You know when you go to loo and do your business and your poo JUST ISN’T GLITTERY ENOUGH? Don’t you just hate that?!

Well, it’s a hardship that you will no longer have to endure because some genius (lunatic) called Tobias Wong has invented a pill that will give you gold, glittery shit. Yep, you heard us right, for the bargain price of £275, you can now purchase pills filled with 24-karat gold leaf that will literally make your shit glitter. You couldn’t make this stuff up.

But if you thought that was enough to sufficiently shake the pill-producing world into a stunned silence you’d be wrong because there has been a whole plethora of new pills hitting the market this week, ranging from the sublime to the ridiculous.

So here’s that round-up of the best ones that you didn’t know you wanted until now. You’re welcome.

**A pill that makes your farts smell of chocolate **

So a 65-year-old Frenchman called Christian Poincheval has invested a pill that not only eases indigestion but also makes your farts smell like chocolate or roses. Yep. Ok.
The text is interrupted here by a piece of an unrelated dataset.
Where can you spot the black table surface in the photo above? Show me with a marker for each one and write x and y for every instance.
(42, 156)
On his website, Christian describes how he had the brainwave for the pills – which are made from all natural ingredients and will set you back £7.90 for a batch of 60 – when he was having a dinner party with friends.

‘We were at the table with friends and after a hearty meal, our farts were so smelly, we nearly suffocated. The winds were not very pleasant for our fellow diners. Something had to be done.’

It’s difficult to argue with his logic.

**READ MORE: A Pill To Make You Go Off Drinking Is Available on Prescription **

**Pills to stop you being a booze hound **

Soon, tens of thousands of people in Britain who drink more than three glasses of wine nightly, will be given a daily pill to reduce their urge to drink. Nalmefene, which costs £3, supposedly reduces the urge to drink and can cut alcohol consumption by as much as two-thirds after six months. Consumers will be eligible for the tablet if they can’t reduce their alcohol intake on their own. Sounds bloody marvellous to us.

A pill to make you live forever(ish)

Scientists in Russia are testing out a new formula, which they claim will delay the onset of the aging process. Apparently, the tablet, which they have been testing on fish, dogs, mice and rats, will allow people to live to at least 120. Researcher Dr Maxim Skulachev, from the Moscow State University project, said that it’s a ‘new type of antioxidant’ that has an impact on the energy producing part of the cell, which means that ‘a lot of aging diseases developed much slower.’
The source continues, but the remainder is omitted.